Cattle Price Spread Keeps Feedlots On Defensive

Slaughter steer prices in the Southern Plains are softening this week, increasing the difficulty of turning a profit for feedlots, a trend that will continue until the price of feeder cattle declines.

More than any other factor, the price of younger cattle to put on feed and fatten for slaughter affects the bottom line for those putting cattle on feed.  The cost of feed has already come down from 2012 highs as weather improved in the US and other corn-producing countries.  Feed costs are expected to decline a bit more, but ethanol demand may underpin the grain market.

The spread between feeder cattle costs and fed cattle prices is illustrated in a Livestock Marketing Information Center graph.  It shows the spread between the price of 700- to 800-pound feeder steers minus the price of fed steers in the Southern Plains.  The wider the spread, the harder it is on those trying to make a living feeding cattle.

The feeder/fed cattle spread last year was always above the previous five-year average but really took off in early March as ranchers began holding heifers back for breeding.  A seasonal increase in the spread was exacerbated by a lack of feeder cattle.  The spread hit its zenith the second week of October as more calves came off summer pasture.

This year, the feeder/fed spread has shown an overall tendency to follow the average trend but at a much higher level.  But if predictions for more calves this fall from an expanding cow herd prove accurate, the line for this year’s spread could cross under last year at some point.

That won’t automatically make feedlots profitable, but at least one cost would be capped.

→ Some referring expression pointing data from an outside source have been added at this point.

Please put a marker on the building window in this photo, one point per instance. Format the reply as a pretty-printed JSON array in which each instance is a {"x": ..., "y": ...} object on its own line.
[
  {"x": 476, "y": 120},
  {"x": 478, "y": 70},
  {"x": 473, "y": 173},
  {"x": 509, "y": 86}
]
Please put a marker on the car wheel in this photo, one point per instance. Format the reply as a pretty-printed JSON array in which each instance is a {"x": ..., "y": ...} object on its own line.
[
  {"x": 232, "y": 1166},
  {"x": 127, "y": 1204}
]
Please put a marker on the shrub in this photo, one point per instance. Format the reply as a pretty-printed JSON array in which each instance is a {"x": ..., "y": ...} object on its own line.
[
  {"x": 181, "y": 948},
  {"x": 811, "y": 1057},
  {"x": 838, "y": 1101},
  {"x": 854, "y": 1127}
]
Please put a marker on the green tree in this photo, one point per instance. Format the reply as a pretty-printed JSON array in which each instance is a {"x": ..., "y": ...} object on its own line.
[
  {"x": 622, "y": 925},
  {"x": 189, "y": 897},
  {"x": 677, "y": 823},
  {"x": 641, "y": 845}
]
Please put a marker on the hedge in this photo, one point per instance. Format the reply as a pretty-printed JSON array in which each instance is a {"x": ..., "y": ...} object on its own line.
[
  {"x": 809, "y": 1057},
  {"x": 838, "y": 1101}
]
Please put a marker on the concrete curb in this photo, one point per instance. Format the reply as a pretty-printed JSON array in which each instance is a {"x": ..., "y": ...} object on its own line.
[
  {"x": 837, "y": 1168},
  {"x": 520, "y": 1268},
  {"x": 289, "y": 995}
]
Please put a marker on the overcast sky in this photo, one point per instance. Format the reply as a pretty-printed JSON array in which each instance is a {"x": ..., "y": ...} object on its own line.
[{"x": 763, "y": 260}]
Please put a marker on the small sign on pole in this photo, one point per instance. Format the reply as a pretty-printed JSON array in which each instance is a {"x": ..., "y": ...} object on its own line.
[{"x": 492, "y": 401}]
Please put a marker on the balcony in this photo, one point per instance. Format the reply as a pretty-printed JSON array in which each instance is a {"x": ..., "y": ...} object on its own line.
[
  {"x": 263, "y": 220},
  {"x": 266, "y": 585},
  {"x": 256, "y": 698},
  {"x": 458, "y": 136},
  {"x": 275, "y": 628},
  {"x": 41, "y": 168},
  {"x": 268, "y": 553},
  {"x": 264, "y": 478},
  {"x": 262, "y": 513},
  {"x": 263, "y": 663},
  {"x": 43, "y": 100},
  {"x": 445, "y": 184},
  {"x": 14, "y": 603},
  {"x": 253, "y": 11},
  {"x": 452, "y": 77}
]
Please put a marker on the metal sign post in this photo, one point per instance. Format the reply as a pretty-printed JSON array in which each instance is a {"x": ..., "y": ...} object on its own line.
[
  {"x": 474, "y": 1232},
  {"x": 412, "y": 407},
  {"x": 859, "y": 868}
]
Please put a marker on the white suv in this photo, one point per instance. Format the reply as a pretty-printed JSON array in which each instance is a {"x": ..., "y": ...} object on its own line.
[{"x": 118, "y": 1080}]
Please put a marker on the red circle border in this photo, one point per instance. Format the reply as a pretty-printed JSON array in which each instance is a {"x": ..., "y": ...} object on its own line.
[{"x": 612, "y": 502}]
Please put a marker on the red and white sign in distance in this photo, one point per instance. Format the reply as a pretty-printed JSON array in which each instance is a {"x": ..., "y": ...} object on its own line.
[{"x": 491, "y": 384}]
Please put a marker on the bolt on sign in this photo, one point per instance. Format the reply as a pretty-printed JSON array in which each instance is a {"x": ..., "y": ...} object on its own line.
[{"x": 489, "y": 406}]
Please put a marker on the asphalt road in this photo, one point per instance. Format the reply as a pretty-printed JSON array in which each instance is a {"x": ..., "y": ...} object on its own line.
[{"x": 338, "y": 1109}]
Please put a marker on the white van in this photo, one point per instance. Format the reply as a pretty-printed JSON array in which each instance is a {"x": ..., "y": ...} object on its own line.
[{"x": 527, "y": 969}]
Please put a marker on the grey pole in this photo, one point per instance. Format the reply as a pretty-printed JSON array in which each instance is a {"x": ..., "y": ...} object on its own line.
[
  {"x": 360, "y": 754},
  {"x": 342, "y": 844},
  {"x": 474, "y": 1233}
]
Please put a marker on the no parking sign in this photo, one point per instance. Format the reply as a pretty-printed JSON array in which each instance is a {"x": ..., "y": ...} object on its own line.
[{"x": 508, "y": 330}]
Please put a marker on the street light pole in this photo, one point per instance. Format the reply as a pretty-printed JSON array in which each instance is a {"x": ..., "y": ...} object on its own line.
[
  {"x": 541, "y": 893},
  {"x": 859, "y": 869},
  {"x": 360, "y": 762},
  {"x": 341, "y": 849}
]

Slaughter cattle price trends turn lower in early April and bottom in late July or early August as fed cattle supplies tighten seasonally and beef demand picks up going into the Labor Day holiday and then into Fall.  And if the price is high enough, it lowers the feeder/fed spread and the potential for profit for those feeding cattle for slaughter.

This year, the trend appears to be holding with this week’s softer fed cattle prices.  Cattle traded Wednesday at $159 to mostly $161 per cwt on a live basis, compared with mostly $161 last week and mostly $161 to $162 two weeks ago.

Last year, the price of fed cattle turned higher in early June, but predictions for more fed cattle to be available could produce a more seasonal price trend.




But there are rumblings in the industry that fed cattle supplies may not be what USDA Cattle-on-Feed reports suggest.  The combination of unprofitable fed cattle prices and the availability of grass this year may cause some to do the unthinkable and return heavy calves to the pasture for more and cheaper gain.

There are anecdotal reports of that happening, but they are hard to track down.  The clue will be in slaughter weights going forward.  If heavy cattle are being returned to pasture, it should show up in reported carcass weights in coming weeks or months.




Cash cattle markets were moderately active Wednesday, but reported sales volumes hint that more trading could be done.  Further action was expected to be at this week’s $159 to mostly $161 per cwt on a live basis.

Beef prices Wednesday were mixed, with the USDA choice cutout at $264.98 per cwt, down $0.61, and the select cutout at $251.06, up $0.03.  Volume was active with 129 loads of fabricated product sold into the spot market.

The CME Feeder Cattle Index for the seven days ended Tuesday was $219.85 per cwt, up $0.02, compared with the May futures settlement Tuesday of $219.67.